Wenn Iran die zweite Option wählt ‒ den Weg der Passivität und der mangelnden Bereitschaft, einen Krieg zu beginnen ‒, dann wird Netanjahu auch daraus Kapital schlagen können.
Israel wird versuchen, die iranische Passivität als Beweis für die Schwäche Irans darzustellen. Als Beweis für die Unfähigkeit, sowohl die eigenen Interessen als auch seine Verbündeten zu verteidigen. Dies könnte zu einer Schwächung des Einflusses Teherans auf Syrien, den Libanon und den Südirak führen. Sollte es den Israelis gelingen, diese Idee in Iran selbst zu verbreiten (oder besser gesagt zu verstärken), könnte die islamische Republik ins Wanken geraten. Mit der weiteren Folge, dass rigidere und radikalere Führer an die Spitze des Landes gelangen. Dies wiederum könnte Benjamin Netanjahu angesichts der nachfolgenden israelischen Provokationen den Krieg bescheren, den er will.

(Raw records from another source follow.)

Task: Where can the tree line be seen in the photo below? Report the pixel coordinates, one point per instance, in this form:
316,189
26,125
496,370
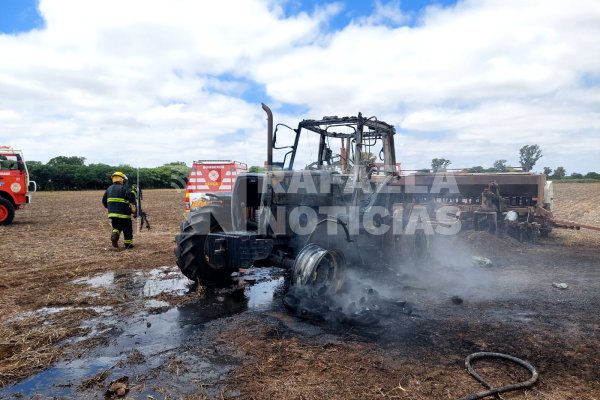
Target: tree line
529,155
72,173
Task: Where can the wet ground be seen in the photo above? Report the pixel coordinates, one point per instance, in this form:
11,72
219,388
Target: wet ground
442,311
161,349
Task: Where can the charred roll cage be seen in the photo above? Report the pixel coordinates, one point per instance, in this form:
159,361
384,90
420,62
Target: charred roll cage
341,209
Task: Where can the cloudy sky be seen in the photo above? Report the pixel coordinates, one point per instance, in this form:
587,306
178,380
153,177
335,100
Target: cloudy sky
146,82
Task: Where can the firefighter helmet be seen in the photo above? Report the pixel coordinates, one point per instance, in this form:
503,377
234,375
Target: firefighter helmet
118,176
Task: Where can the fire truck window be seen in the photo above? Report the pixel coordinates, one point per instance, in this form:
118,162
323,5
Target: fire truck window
9,162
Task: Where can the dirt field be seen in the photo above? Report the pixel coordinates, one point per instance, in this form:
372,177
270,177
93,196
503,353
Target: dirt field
77,314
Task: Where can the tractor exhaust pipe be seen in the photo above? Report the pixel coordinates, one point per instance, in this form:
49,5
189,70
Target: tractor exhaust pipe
269,136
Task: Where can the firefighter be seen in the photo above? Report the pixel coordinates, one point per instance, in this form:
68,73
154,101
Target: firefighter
120,203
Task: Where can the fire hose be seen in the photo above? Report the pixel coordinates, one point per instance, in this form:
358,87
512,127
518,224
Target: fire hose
507,388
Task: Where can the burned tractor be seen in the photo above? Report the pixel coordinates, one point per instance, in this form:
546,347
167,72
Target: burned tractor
337,210
348,206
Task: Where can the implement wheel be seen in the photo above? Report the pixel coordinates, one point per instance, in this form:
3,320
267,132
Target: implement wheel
191,249
319,270
7,212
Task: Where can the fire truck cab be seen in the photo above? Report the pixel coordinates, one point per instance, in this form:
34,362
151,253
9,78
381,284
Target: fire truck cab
15,186
211,182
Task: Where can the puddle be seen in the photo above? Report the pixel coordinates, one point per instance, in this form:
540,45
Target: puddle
165,280
160,335
102,280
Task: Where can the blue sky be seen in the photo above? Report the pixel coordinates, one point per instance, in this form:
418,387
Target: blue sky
17,16
20,16
470,81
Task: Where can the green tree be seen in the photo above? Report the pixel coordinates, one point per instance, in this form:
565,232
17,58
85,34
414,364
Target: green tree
559,173
592,175
529,155
62,160
478,169
440,164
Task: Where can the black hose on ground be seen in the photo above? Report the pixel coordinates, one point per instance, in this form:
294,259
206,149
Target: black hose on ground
507,388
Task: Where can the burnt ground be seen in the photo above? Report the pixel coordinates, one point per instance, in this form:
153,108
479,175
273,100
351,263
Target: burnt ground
77,314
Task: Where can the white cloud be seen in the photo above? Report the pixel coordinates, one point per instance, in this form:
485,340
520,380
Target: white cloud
148,82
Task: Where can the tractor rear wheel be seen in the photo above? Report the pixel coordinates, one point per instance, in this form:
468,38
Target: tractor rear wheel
7,212
191,250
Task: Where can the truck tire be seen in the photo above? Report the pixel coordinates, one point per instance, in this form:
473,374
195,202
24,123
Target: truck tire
190,250
7,212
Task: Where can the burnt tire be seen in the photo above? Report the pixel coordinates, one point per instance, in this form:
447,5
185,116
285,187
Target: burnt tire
7,212
190,250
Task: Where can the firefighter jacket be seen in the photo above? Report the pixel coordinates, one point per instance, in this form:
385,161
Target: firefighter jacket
118,200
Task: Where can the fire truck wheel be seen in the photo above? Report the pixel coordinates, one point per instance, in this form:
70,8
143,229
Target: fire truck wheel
190,250
7,212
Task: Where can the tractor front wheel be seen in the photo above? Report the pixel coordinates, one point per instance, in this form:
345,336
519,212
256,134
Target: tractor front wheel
7,212
191,250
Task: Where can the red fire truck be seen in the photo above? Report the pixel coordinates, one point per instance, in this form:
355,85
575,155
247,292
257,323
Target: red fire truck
15,186
210,182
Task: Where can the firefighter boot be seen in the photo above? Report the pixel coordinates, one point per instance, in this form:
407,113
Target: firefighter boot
114,238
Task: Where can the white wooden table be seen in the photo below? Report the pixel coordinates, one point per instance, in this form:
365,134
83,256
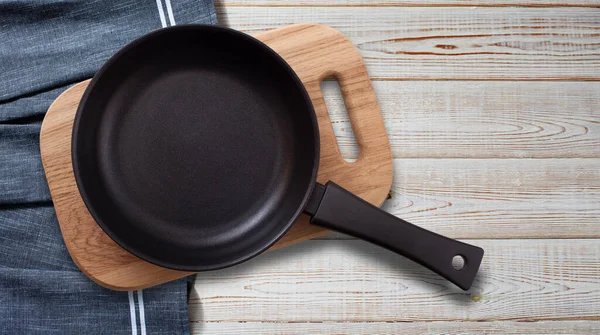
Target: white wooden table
493,113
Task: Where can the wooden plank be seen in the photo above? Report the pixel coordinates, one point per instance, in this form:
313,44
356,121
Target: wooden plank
426,119
353,281
499,198
390,3
455,42
439,328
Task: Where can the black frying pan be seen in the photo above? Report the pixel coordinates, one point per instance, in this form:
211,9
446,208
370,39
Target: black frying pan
197,147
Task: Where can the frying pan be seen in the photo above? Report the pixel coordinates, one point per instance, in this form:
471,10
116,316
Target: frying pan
197,147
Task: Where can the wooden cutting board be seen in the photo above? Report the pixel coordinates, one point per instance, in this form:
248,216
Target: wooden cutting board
315,52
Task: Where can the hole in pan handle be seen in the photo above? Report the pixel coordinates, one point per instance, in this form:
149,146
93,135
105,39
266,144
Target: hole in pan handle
334,208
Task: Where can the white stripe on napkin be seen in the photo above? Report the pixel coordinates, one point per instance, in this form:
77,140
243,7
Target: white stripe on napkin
170,12
161,13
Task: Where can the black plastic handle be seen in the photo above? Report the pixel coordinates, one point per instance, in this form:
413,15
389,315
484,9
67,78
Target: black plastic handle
334,208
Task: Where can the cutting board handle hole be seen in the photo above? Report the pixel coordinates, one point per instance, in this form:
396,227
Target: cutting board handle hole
340,120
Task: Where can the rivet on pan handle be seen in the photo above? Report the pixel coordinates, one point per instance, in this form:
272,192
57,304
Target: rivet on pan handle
334,208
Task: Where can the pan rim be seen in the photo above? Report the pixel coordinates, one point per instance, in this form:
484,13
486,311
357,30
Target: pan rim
77,133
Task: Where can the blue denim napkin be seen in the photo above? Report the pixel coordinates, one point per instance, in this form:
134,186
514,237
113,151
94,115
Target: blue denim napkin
45,47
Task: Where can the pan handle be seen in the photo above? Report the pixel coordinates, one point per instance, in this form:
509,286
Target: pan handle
334,208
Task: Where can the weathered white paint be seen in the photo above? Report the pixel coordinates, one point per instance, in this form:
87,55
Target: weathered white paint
431,328
485,119
353,281
451,141
453,42
387,3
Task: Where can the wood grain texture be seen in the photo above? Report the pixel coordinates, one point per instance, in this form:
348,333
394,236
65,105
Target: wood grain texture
433,328
497,198
324,52
489,119
353,281
452,43
421,3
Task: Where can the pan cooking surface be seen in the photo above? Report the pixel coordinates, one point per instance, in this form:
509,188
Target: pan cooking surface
195,147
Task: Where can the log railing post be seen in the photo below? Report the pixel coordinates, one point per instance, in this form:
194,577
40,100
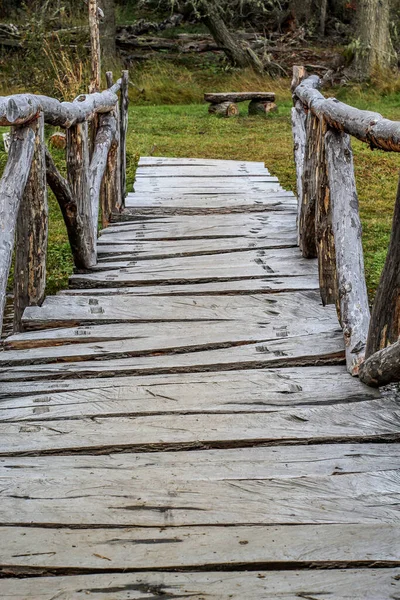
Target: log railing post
309,190
124,105
110,195
346,225
299,140
325,243
12,186
78,180
32,232
385,320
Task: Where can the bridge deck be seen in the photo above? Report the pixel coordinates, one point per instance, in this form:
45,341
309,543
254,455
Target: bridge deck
180,424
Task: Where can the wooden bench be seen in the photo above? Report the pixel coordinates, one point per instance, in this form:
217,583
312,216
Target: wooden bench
226,103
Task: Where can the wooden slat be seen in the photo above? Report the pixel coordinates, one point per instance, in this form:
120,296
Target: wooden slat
115,499
375,420
201,269
223,464
169,547
238,391
334,584
313,349
263,285
64,311
264,224
169,249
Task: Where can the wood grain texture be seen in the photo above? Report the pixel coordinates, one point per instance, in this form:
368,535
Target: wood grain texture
31,233
346,225
198,269
12,186
255,309
375,420
147,548
254,389
333,584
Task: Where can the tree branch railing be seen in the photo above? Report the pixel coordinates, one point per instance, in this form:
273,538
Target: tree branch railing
329,226
95,182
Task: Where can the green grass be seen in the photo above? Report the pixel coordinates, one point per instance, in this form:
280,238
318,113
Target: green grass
187,130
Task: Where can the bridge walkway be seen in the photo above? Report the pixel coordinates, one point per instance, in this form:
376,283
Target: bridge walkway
180,423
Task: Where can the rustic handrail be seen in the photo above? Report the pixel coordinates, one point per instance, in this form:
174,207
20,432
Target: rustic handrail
94,179
329,226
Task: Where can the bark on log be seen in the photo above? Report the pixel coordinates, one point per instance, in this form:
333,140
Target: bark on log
95,80
22,108
325,241
110,194
353,296
104,139
72,219
383,367
78,180
226,109
385,320
309,193
299,74
124,107
261,108
31,233
365,125
12,186
299,140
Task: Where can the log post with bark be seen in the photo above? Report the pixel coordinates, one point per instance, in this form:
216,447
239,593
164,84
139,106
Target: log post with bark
330,226
30,167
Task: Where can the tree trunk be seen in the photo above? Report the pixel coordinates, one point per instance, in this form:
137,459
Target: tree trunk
108,31
301,10
374,50
238,55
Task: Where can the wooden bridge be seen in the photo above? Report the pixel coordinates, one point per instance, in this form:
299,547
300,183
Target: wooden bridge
181,422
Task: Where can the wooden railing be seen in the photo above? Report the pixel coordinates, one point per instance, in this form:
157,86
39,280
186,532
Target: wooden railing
329,226
96,126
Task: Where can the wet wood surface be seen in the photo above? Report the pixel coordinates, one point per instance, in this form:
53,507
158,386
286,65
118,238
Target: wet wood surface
180,422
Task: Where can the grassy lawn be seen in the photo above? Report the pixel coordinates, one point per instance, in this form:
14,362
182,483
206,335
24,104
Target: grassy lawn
190,131
187,130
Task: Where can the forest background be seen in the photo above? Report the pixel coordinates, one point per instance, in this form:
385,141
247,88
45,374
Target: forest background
176,50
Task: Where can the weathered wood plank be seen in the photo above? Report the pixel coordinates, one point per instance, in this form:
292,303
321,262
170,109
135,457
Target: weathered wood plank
333,584
151,502
169,249
64,311
264,285
312,349
169,547
200,269
222,464
373,420
264,224
234,391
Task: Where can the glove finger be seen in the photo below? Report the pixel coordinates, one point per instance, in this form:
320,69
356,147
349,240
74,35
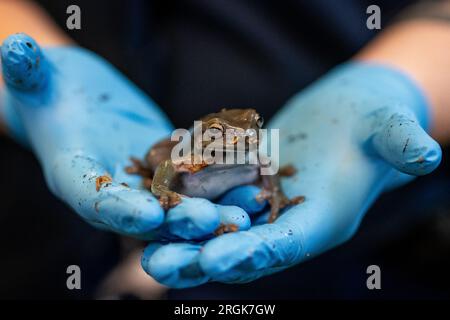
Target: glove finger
302,232
197,219
85,184
404,144
174,265
193,218
244,197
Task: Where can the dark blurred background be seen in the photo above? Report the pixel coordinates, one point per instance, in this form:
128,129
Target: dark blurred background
193,57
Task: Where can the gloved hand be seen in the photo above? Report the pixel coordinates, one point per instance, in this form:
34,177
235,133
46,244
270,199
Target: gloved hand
356,132
83,120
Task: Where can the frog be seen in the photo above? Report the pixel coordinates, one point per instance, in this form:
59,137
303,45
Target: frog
171,180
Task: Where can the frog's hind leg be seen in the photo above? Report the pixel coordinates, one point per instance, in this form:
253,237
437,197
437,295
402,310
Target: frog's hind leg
165,174
273,193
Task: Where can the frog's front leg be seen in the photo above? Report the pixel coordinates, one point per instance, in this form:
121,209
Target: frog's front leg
165,175
272,191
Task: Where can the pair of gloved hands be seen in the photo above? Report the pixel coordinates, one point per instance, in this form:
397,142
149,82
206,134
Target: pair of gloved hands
358,131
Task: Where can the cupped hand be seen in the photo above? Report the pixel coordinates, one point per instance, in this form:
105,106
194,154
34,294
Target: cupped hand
356,132
84,120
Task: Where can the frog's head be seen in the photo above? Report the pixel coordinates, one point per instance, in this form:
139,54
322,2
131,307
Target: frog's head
235,125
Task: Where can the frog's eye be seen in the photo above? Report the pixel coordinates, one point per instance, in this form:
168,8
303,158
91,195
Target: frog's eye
216,128
259,121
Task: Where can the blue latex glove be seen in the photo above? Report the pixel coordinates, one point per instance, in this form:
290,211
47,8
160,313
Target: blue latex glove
356,132
84,120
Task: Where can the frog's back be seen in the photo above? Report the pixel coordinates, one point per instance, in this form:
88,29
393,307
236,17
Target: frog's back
159,153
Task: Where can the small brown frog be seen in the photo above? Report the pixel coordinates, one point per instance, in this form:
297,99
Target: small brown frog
169,179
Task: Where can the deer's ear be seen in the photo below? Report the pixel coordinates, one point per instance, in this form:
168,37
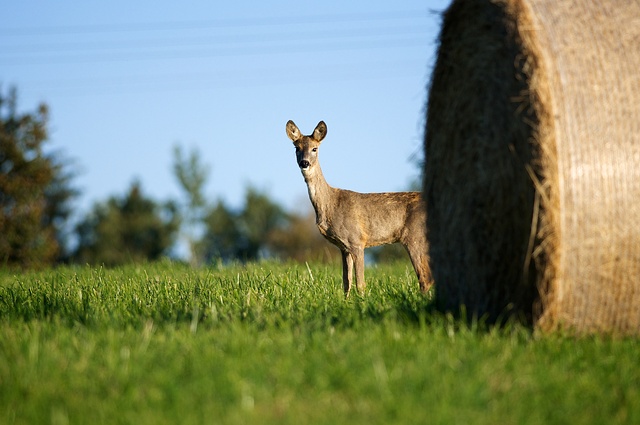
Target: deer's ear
292,131
320,131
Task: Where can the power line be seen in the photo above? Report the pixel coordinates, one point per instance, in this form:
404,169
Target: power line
210,24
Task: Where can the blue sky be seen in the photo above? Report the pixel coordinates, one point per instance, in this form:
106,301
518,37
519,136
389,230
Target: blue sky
126,81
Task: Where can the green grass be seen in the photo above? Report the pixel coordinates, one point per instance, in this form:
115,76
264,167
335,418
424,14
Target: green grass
271,343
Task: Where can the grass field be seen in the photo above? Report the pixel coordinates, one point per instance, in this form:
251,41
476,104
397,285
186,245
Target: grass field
272,343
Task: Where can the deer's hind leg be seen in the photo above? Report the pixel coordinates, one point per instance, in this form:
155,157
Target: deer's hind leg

Und als dritte Möglichkeit gibt es eine kleine, aber immer noch wahrscheinliche Chance, dass Iran weder einen Krieg beginnen will noch ein Objekt für das israelisch-amerikanische Bashing wird. Dass die Iraner die Grenzen ihrer Fähigkeiten erkennen und sich im Nahen Osten etwas zurückhalten. Auch dann wird Netanjahu diesen Sieg für sich verbuchen können ‒ zumindest im Rahmen seiner Beziehungen zu den Vereinigten Staaten.
Also kein Wahnsinn. Nur nüchternes Kalkül.
Und die Frage ist nun, ob Iran in der Lage sein wird, ebenso nüchtern zu reagieren. Wird die Führung der islamischen Republik einen Weg finden, sich aus dem Trilemma zu befreien, vor das Netanjahu sie gestellt hat?
Übersetzt aus dem Russischen.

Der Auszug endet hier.